He died Monday, according to Chris Hill, the school's athletic director.
"He was kind of old-school in the sense that he just loved doing radio," said Bill Riley, program director at KALL, the university's sports radio partner. "He wasn't one of these guys in radio or print that was out to make the story about him or garner headlines. He just loved sports."
"Tuner," as he was known by his colleagues, was named Utah Sportscaster of the Year seven times.
Tunis spent much of his career with Salt Lake City stations KSL, both in radio and television, and later with KALL.
KSL broadcaster Greg Wrubell, a former intern for Tunis when he was the station's sports director in the early 1990s, said both the state and the industry lost a pioneer.
"He was one of the very first sports talk radio hosts in the entire country, but few of the literally thousands to have come after him can claim to have done it any better than Chris Tunis," Wrubell wrote in his blog.
Tunis started at KSL in 1982, before there were any all-sports stations in the Salt Lake City market. He also worked as a sideline reporter for BYU football games and hosted a weekly show with former coach LaVell Edwards.

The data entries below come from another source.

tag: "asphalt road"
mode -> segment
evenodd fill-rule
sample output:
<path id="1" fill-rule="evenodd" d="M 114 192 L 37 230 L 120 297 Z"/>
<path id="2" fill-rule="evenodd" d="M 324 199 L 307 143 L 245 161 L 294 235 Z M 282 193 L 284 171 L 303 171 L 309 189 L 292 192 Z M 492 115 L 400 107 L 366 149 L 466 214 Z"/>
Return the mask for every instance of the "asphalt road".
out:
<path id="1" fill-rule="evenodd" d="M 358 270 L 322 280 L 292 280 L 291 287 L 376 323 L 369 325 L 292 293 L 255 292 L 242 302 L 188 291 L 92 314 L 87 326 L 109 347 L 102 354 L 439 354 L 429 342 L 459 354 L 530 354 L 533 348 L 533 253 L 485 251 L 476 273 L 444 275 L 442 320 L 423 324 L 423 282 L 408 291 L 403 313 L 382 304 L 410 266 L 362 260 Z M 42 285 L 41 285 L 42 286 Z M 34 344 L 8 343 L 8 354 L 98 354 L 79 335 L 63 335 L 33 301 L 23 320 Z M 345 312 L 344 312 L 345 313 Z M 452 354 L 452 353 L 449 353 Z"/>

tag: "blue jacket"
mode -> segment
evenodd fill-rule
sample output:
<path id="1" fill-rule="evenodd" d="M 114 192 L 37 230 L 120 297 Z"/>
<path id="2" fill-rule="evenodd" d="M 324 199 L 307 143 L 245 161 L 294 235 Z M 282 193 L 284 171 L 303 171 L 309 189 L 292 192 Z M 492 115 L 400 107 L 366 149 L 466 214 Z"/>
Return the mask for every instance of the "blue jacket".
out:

Tunis worked for KSL and KALL in the Salt Lake City area for a good portion of his broadcasting career. He was well known in the 1980s and early '90s for his coverage of BYU football.
Tunis held a variety of titles at KSL on both the radio and television, including sports editor for the radio station and sports director on television.
Tunis also spent several years broadcasting Utah State football and basketball.
Although he joined the Enterprise Newspaper Group as an account representative, Tunis was always eager to get back behind the microphone for a game or just to talk to the players and coaches, Riley said.
"I remember him first and foremost as one of the nicest people I've ever met in my life," Riley said. "On the professional side of things, he was just the consummate pro."